Possession, or management of goods on behalf of others will no longer be seen as grounds for a claim, only full legal title.
HMRC have announced a significant change in the way rules are implemented. With effect from July 15th 2019, an importer will not be allowed to recover VAT paid at import, unless they own the goods concerned.
This is regardless of them being the importer of record, holding relevant customs documentation, or using the goods for a clear business purpose.
Toll operators have been an HMRC concern for a while and will be affected, although the same could apply to a range of service providers. Manufacturers who import, modify and re-export may also have an issue.
Whilst in the current situation, the above will not apply to imports from the EU, this could change with Brexit on the horizon.
Change Or No Change
HMRC introduced the amended view via Customs Brief 2 (2019) which explains how the law should always have applied. In essence, that legal title to goods is the only basis for being able to reclaim import VAT.

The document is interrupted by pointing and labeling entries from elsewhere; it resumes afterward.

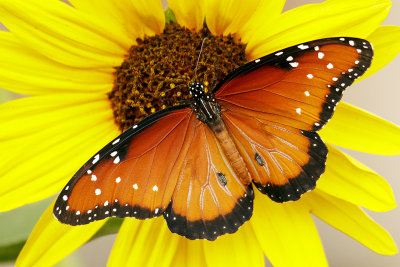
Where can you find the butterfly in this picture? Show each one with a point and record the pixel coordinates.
(196, 164)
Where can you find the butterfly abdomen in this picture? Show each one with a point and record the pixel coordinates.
(231, 152)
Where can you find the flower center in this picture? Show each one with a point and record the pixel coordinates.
(157, 71)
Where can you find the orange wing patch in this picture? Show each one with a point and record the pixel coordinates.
(297, 87)
(132, 179)
(209, 199)
(284, 162)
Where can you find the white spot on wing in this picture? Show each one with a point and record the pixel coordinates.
(303, 46)
(96, 159)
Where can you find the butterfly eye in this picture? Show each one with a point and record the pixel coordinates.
(222, 179)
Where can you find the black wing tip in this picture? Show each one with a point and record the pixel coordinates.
(211, 230)
(361, 65)
(306, 180)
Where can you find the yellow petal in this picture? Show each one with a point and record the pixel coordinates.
(189, 253)
(386, 43)
(25, 71)
(137, 21)
(45, 140)
(287, 233)
(265, 14)
(189, 14)
(237, 249)
(351, 220)
(354, 182)
(357, 18)
(225, 17)
(63, 34)
(143, 243)
(357, 129)
(51, 241)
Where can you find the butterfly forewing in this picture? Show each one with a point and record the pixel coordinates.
(274, 105)
(130, 177)
(298, 86)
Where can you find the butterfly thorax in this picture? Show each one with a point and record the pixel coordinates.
(209, 112)
(204, 105)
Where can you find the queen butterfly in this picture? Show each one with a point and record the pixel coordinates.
(257, 127)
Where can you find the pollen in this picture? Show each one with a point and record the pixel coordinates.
(157, 70)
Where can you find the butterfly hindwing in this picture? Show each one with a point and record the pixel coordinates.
(274, 104)
(298, 86)
(209, 200)
(284, 162)
(130, 177)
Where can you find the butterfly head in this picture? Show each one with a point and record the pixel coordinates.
(204, 104)
(196, 89)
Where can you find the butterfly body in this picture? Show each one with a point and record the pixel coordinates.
(208, 111)
(197, 164)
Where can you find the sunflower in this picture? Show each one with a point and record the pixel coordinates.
(93, 68)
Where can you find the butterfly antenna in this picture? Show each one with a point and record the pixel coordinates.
(198, 59)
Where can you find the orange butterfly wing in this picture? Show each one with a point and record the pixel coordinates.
(273, 106)
(131, 176)
(209, 200)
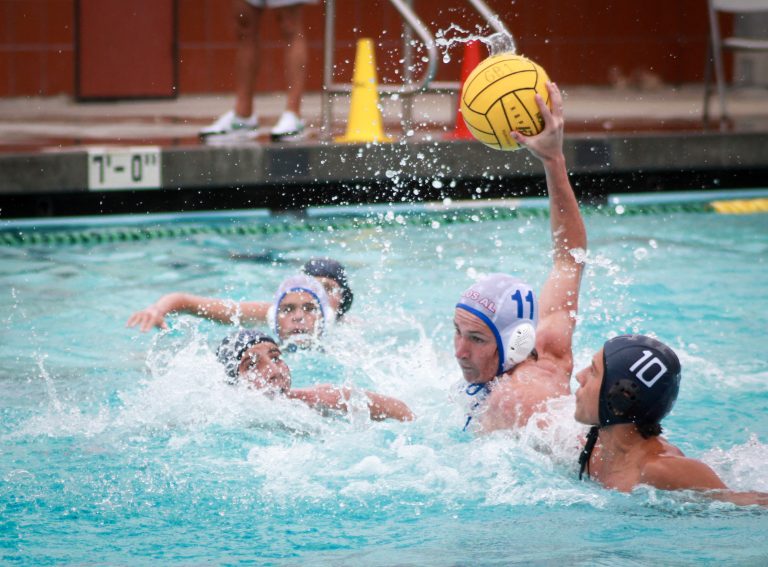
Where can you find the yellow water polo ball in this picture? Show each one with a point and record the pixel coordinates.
(498, 98)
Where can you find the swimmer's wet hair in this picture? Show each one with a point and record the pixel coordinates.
(233, 347)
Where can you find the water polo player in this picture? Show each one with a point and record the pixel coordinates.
(630, 386)
(255, 358)
(330, 273)
(513, 349)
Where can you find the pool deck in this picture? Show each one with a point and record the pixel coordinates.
(617, 140)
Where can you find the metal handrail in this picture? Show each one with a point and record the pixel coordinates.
(426, 84)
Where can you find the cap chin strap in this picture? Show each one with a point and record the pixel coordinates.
(589, 446)
(520, 341)
(272, 320)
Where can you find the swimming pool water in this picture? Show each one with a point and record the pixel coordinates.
(123, 448)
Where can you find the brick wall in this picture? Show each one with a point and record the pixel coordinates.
(584, 42)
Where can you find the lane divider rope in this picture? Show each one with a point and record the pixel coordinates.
(103, 235)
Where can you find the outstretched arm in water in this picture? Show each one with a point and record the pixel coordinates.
(221, 310)
(559, 299)
(332, 397)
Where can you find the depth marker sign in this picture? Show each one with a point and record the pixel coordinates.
(124, 168)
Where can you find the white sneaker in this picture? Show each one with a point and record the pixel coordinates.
(289, 126)
(230, 122)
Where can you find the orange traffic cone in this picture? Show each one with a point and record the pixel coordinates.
(364, 123)
(471, 60)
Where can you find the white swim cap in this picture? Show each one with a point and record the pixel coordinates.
(306, 284)
(509, 308)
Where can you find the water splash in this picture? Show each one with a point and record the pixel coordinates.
(456, 36)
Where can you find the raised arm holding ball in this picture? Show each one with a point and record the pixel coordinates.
(515, 351)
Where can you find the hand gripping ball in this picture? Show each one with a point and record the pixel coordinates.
(498, 98)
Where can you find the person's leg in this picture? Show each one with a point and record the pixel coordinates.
(247, 18)
(291, 22)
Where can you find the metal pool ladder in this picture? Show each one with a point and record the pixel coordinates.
(409, 87)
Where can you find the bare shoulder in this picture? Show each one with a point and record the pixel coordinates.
(672, 470)
(517, 396)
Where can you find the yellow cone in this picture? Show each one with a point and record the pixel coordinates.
(364, 123)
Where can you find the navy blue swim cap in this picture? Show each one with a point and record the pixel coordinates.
(233, 347)
(640, 382)
(328, 268)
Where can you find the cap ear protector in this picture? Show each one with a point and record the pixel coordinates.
(520, 341)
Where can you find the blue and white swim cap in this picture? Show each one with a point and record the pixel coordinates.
(306, 284)
(509, 308)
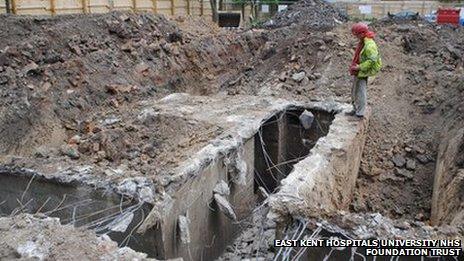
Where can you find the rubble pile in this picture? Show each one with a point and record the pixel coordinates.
(59, 75)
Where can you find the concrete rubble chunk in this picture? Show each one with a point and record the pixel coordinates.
(31, 67)
(411, 164)
(298, 77)
(225, 207)
(262, 193)
(422, 158)
(306, 119)
(399, 161)
(404, 173)
(184, 232)
(222, 188)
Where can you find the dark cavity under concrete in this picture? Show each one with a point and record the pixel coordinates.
(77, 204)
(188, 206)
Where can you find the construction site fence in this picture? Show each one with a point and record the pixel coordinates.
(379, 9)
(55, 7)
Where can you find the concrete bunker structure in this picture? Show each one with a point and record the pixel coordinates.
(186, 211)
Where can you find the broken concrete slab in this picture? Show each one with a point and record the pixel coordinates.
(42, 238)
(187, 186)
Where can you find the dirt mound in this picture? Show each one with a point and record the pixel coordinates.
(316, 14)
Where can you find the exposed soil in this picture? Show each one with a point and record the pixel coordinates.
(61, 86)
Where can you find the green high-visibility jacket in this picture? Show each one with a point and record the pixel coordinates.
(369, 60)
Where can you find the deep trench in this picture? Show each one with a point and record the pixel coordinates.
(280, 143)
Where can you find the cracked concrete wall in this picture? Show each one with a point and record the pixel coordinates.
(323, 182)
(210, 230)
(448, 186)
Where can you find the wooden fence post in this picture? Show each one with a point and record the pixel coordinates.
(13, 7)
(155, 6)
(52, 7)
(84, 6)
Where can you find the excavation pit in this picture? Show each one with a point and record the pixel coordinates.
(179, 205)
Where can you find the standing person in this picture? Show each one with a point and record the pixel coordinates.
(366, 63)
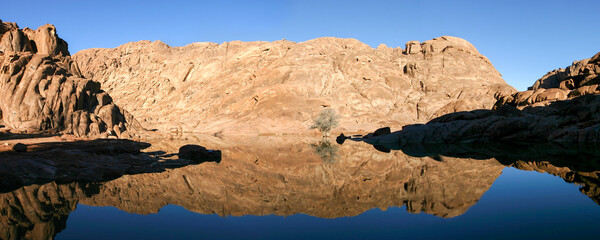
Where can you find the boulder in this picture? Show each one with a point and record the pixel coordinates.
(19, 147)
(42, 89)
(199, 153)
(382, 131)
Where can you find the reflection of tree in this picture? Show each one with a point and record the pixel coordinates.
(326, 151)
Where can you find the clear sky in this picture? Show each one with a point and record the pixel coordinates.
(523, 39)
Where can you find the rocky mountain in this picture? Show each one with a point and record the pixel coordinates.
(278, 87)
(42, 90)
(562, 106)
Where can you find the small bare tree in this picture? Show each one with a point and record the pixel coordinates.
(327, 120)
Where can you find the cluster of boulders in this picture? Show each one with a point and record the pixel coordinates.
(581, 78)
(42, 90)
(563, 106)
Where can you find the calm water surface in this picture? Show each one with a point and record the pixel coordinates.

So there is no change as such, although HMRC acknowledge their guidance was not clear. Entire business models have been built on the previously understood basis, in general without any intention to wrongly claim.
Whilst those models may need to be altered, unless there was no entitlement to a claim, or there has been a double claim, historic cases will not be pursued.
There is no government revenue benefit in the amended regime, nor assistance for business. For some, admin levels and cashflow will be impacted. Neither will title having passed to a different UK company help, they would have to claim.
Being able to set aside thoughts on previous claims is at least a help and as always, business will adapt. For a proportion of specialist providers, time spent gaining advice on business structure may be useful.
In terms of wider application, the team at Dynamic International will keep our clients informed and assist in any way we can.